✎ᝰ plotting.box_plot¶
The BoxPlotter class provides functionality to visualize the distribution
of data using box plots. This module is designed to help users understand the spread,
central tendency, and outliers in their data by generating informative box plot grids.
Overview¶
The module exposes a plotter class that:
Accepts a dictionary of statistics for each column
Plots box plots for each column in a grid layout
Supports configurable number of plots per row
Leverages matplotlib and numpy for visualization
Class Reference¶
- class owlmix.plotting.box_plot.BoxPlotParams(n_plot_per_row=4)¶
Dataclass for specifying box plot grid parameters.
- Parameters:
n_plot_per_row (
int) – Number of box plots per row in the grid.
- class owlmix.plotting.box_plot.BoxPlotter(data, params=BoxPlotParams)¶
Plots box plots for the provided data statistics.
- Parameters:
data (
Dict[str, Dict[str, Any]]) – Dictionary containing statistics for each column.params (
BoxPlotParams) – Configuration parameters for box plot grid.

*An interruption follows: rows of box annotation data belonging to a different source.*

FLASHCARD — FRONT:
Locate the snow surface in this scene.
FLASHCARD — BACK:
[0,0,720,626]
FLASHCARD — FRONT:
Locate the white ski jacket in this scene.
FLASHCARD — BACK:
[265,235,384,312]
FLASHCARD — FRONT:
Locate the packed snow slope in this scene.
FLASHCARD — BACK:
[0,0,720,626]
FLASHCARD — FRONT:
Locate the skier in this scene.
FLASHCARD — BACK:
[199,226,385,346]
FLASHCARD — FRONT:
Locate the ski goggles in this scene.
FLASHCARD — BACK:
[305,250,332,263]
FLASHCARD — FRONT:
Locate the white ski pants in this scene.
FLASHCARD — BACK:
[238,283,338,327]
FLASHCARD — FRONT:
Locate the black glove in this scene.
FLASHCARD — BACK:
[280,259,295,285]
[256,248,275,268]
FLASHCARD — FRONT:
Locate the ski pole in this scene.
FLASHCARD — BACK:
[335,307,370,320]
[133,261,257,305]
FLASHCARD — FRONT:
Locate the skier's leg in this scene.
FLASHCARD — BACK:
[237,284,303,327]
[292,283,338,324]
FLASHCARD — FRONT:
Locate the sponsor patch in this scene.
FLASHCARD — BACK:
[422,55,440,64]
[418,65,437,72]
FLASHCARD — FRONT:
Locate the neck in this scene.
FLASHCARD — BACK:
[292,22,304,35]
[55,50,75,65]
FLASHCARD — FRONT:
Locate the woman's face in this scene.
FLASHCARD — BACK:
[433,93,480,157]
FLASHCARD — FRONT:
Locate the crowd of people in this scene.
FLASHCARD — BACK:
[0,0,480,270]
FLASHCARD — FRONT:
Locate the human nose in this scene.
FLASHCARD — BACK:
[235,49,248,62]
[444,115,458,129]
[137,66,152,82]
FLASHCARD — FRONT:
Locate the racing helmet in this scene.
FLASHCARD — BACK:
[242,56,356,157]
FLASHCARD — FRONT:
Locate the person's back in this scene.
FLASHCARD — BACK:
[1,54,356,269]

- generate(output_dir: str = 'outputs/charts') str | None¶
Generates and saves a grid of box plots for the provided data.
- Parameters:
output_dir (
str) – Directory to save the generated plot image.- Returns:
File path to the saved box plot grid image, or None if no data.
- Return type:
Optional[str]
Sample Output¶
A box plot grid typically consists of multiple subplots, each representing the distribution of a column. Each box shows the median, quartiles, whiskers (min/max), and outliers (if any). Outliers are highlighted in red.